Una rinuncia che salva la vita

giovedì 1 agosto 2024


L’atteso match della discordia tra l’italiana Angela Carini e l’atleta transgender Imane Khelif, dell’Algeria, è iniziato e dopo pochi secondi – per l’esattezza 46 – è finito.

La nostra atleta napoletana ha preso questa difficile decisione, rinunciando al sogno olimpico, dopo aver subito due violenti colpi: un destro nella parte bassa del volto che le ha fatto sganciare il casco ed un secondo colpo devastante che l’ha costretta al ritiro. Parlare di scelta è un eufemismo. La nostra, si è lasciata andare ad uno sfogo di pianto.
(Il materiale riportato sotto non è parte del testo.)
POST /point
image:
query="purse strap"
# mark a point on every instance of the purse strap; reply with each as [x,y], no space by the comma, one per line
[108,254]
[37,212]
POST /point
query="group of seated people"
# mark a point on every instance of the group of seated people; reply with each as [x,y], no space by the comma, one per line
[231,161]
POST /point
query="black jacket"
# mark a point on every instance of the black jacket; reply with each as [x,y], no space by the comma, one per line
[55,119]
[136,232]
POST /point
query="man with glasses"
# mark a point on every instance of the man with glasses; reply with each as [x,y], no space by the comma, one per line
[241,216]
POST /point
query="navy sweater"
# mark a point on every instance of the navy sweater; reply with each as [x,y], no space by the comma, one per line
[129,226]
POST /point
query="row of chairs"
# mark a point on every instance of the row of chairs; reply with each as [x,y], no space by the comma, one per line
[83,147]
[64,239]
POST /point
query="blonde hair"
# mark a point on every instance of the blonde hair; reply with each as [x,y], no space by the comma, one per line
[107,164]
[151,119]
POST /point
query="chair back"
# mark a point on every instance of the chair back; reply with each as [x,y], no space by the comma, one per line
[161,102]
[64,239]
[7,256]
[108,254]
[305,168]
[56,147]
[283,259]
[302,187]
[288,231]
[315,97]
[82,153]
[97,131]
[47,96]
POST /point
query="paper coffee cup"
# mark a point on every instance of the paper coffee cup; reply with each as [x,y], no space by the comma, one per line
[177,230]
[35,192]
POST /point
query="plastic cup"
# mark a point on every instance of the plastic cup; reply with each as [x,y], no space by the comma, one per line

Amarissimo.

Stendendo un velo pietoso sulla telecronaca Rai della gara – che vogliamo definire semplicemente imbarazzante per non mettere il dito nella piaga –, quando la stampa nostrana, amica della finta inclusività, le ha fatto notare che si è ritirata, Carini ha sottolineato: “Mi dispiace ancora di più, mi ero emozionata ieri quando ha scritto ‘combatterò’ perché in queste cose sicuramente conta anche la dedizione, la testa, il carattere. Però poi conta anche poter competere ad armi pari. E dal mio punto di vista non era una gara pari”.

Al netto di polemiche politiche strumentali come quelle portate avanti dall’Algeria – parlando di iperandrogenismo e intersessualità, con livelli di testosterone nella norma, sottolineando che Khelif non è transgender – rimane un dato di fatto: Caster Semenya, nata donna ma con livelli di testosterone elevatissimi (lei sì nata con iperandrogenismo), è stata esclusa dalle competizioni di atletica in nome della equità e della salvaguardia degli atleti.

Perché variano i criteri in base alla disciplina sportiva?

I diritti delle persone omosessuali, transgender, intersessuali (e tutte le sfumature possibili) non sono messi in discussione. Ma perché i loro diritti sono più importanti di quelli delle persone che vengono definite cisgender? Cosa c’entra lo sport con tutto questo?

Bene ha fatto la nostra Angela: la sua sofferta rinuncia speriamo possa aprire una seria riflessione su come garantire sicurezza ed equità in tutte le competizioni sportive. E sicuramente le ha salvato la vita.